Bonner resident remembers time in Women’s Reserve
Miriam Krum’s parents were not pleased when she told them she had joined the Marine Corps. They had refused permission a few years earlier, so she waited until she was 21 to sign up.
Reflecting on that decision 68 years ago, Krum, who now lives in Bonner Springs, said her parents “were horrified” when they learned she joined the military. But Krum says she was a very determined lady — there was a war going on and “it was a big event, I wanted to be part of it,” she said.
As Veterans Day approaches — not to mention the birthday of the Marine Corps, Nov. 10 — Krum says she doesn’t make too much of such days honoring her service. Still, she says she’s a proud Marine.
“I remember one of my kids coming home from grade school,” she says. “When a teacher saw his last name, he asked if his father was in the Marine Corps. My son said ‘No, but my mother was!’”
Krum grew up on Long Island, NY, attending two years of college in Michigan before returning to New York to work. Her sister had joined the Navy a few years prior to Krum’s decision to enter military service. Krum wanted to “start at the top and see who would have me,” and she became a member of the Marine Corps Women’s Reserve, founded in 1918.
Krum left her job in New York and went by train to Camp Lejeune, N.C. She remembers they learned marching, had a drill instructor and did physical exercise, but there was no weapons training.
“The very early female Marines did (weapons training), but then they decided it wasn’t practical, so by the time I got there they weren’t doing it,” Krum said.
She recalls basic training lasted six or eight weeks and women from all over the country joined her.
Women Marines during World War II were assigned to about 200 different specialties, according to the history division of the US Marine Corps. Jobs included radio operator, parachute rigger, mechanic, map maker, motor transport support and welder, as well as clerical positions, which probably best describes Krum’s duties.
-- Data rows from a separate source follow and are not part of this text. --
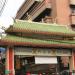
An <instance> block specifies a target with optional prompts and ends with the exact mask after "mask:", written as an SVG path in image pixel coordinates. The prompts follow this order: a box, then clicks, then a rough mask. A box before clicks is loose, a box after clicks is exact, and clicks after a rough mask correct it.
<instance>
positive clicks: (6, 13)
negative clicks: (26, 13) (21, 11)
mask: <svg viewBox="0 0 75 75" xmlns="http://www.w3.org/2000/svg"><path fill="white" fill-rule="evenodd" d="M24 1H25V0H7V3H6V6H5V9H4V11H3V13H2V15H1V16H0V26H1V25H2V26H4V27H6V28H8V27H9V25H10V24H12V22H13V21H12V18H14V17H15V16H16V13H17V11H18V9H19V7H20V6H21V5H22V3H23V2H24Z"/></svg>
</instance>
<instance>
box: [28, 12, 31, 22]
mask: <svg viewBox="0 0 75 75" xmlns="http://www.w3.org/2000/svg"><path fill="white" fill-rule="evenodd" d="M27 20H28V22H32V18H31V15H29V14H28V13H27Z"/></svg>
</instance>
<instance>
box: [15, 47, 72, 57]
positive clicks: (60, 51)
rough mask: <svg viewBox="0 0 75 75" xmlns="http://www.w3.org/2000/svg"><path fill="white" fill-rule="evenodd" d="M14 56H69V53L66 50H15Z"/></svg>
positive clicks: (67, 51)
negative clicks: (23, 55) (30, 55)
mask: <svg viewBox="0 0 75 75" xmlns="http://www.w3.org/2000/svg"><path fill="white" fill-rule="evenodd" d="M15 55H34V56H71V51H70V50H66V49H43V48H15Z"/></svg>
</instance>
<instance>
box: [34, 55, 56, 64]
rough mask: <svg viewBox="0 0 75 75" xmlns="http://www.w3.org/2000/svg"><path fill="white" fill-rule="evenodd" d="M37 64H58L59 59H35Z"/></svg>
mask: <svg viewBox="0 0 75 75" xmlns="http://www.w3.org/2000/svg"><path fill="white" fill-rule="evenodd" d="M35 64H57V57H39V56H38V57H35Z"/></svg>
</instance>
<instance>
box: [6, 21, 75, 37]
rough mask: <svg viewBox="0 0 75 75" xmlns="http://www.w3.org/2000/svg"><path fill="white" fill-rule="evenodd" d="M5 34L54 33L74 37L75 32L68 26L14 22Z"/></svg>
mask: <svg viewBox="0 0 75 75" xmlns="http://www.w3.org/2000/svg"><path fill="white" fill-rule="evenodd" d="M6 31H7V32H17V31H18V32H25V31H29V32H31V31H34V32H45V33H56V34H60V35H61V34H63V35H72V36H75V32H74V31H72V30H71V29H70V28H69V27H68V26H62V25H57V24H47V23H37V22H28V21H21V20H16V22H15V23H14V25H13V26H12V27H10V28H9V29H7V30H6Z"/></svg>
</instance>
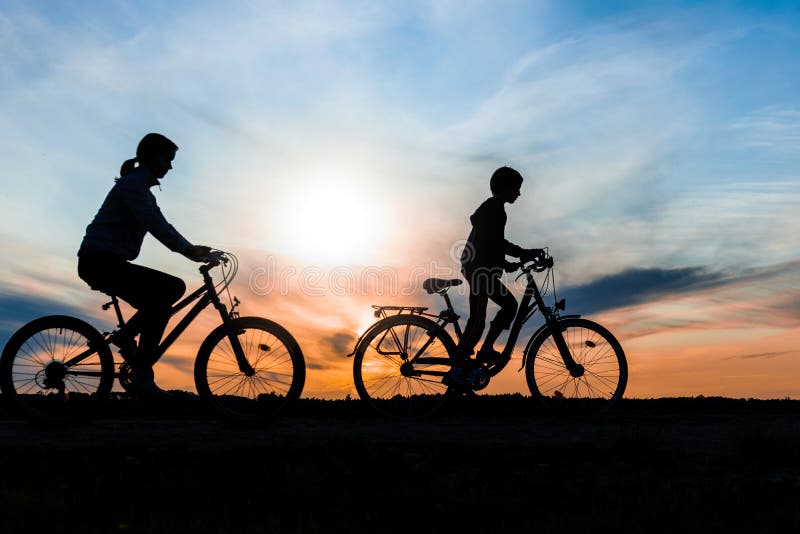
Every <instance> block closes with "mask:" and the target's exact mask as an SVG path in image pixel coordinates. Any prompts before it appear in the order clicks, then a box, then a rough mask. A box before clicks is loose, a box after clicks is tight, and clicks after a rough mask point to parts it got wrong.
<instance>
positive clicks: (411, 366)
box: [353, 314, 456, 419]
mask: <svg viewBox="0 0 800 534" xmlns="http://www.w3.org/2000/svg"><path fill="white" fill-rule="evenodd" d="M431 333H432V334H431ZM429 338H432V339H431V343H430V344H429V345H428V347H427V348H426V349H425V351H424V353H423V355H424V358H425V359H426V360H427V362H429V363H422V364H420V365H417V366H411V367H410V368H409V367H406V370H407V371H411V372H412V373H413V372H423V373H426V374H422V375H418V376H411V375H410V374H408V373H407V374H405V375H404V374H403V371H402V368H401V366H402V365H404V363H405V359H406V358H407V357H408V355H409V354H411V353H416V352H417V350H419V349H420V348H422V347H423V345H424V344H425V343H426V342H427V341H428V339H429ZM455 348H456V344H455V342H454V341H453V339H452V338H451V337H450V335H449V334H448V333H447V332H446V331H445V330H444V329H442V328H441V327H440V326H439V325H438V324H437V323H436V322H434V321H432V320H431V319H428V318H427V317H421V316H419V315H412V314H399V315H392V316H389V317H386V318H384V319H381V320H380V321H378V322H376V323H375V324H374V325H373V326H371V327H370V329H369V330H368V331H367V332H366V333H365V334H364V336H363V338H362V340H361V343H360V344H359V345H358V347H356V350H355V356H354V360H353V379H354V382H355V387H356V391H357V392H358V396H359V398H361V399H362V400H363V401H364V402H366V403H367V404H369V405H370V406H371V407H372V408H373V409H374V410H375V411H377V412H378V413H380V414H383V415H385V416H389V417H391V418H396V419H418V418H422V417H427V416H429V415H431V414H433V413H434V412H436V411H437V410H439V409H440V408H441V407H442V406H443V405H444V403H445V402H446V401H447V400H448V398H449V395H448V394H447V393H448V387H447V386H446V385H444V384H442V375H443V374H444V373H445V372H447V371H449V370H450V367H451V362H452V354H453V353H454V351H455ZM428 373H430V374H428Z"/></svg>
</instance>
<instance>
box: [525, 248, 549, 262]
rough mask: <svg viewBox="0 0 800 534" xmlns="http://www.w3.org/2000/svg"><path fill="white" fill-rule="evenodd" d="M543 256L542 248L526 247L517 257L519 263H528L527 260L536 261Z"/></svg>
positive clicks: (542, 249)
mask: <svg viewBox="0 0 800 534" xmlns="http://www.w3.org/2000/svg"><path fill="white" fill-rule="evenodd" d="M542 256H544V249H542V248H528V249H525V251H524V252H523V253H522V255H521V256H520V257H519V259H520V263H528V262H529V261H536V260H538V259H539V258H541V257H542Z"/></svg>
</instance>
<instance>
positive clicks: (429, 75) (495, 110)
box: [0, 0, 800, 394]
Her job upon graduation from basic training was at Marine Corps Headquarters in Arlington, Va.
“I was a messenger and delivered mail from one department to another. I also made coffee for a general and some colonels,” she said.
She vividly recalls ensuring one of the generals had his LIFE magazine every Friday. Krum said she didn’t have a very exciting job, unlike her sister who worked on airplanes in Hawaii, but she enjoyed being at Marine Corps Headquarters.
“It was interesting to be in the Marine Corps Headquarters building because they had murals on the wall depicting historical battles,” she said.
Krum served only a year on active duty because the war ended while she was in basic training.
Krum had previously met her late husband, Jack, at Hope College in Michigan. The couple reconnected in Washington — he had returned from the Pacific, where he served three years in the Navy.
The couple married in 1946, and both finished their education at Michigan State University. Krum raised a family and followed her husband as he did research and development for a number of companies throughout the U.S. before settling in Kansas. They had four children, including son Andy Krum, who lives in Bonner Springs. Only one child, Eric Krum, followed in his parents’ military footsteps — he retired from the Army and lives in Maryland.
Asked if she would join the Marine Corps today, Krum said, “I don’t think I’d like combat, otherwise I would ... I would tell young women it’s a good career, provided you get a commission because of the pay scale.”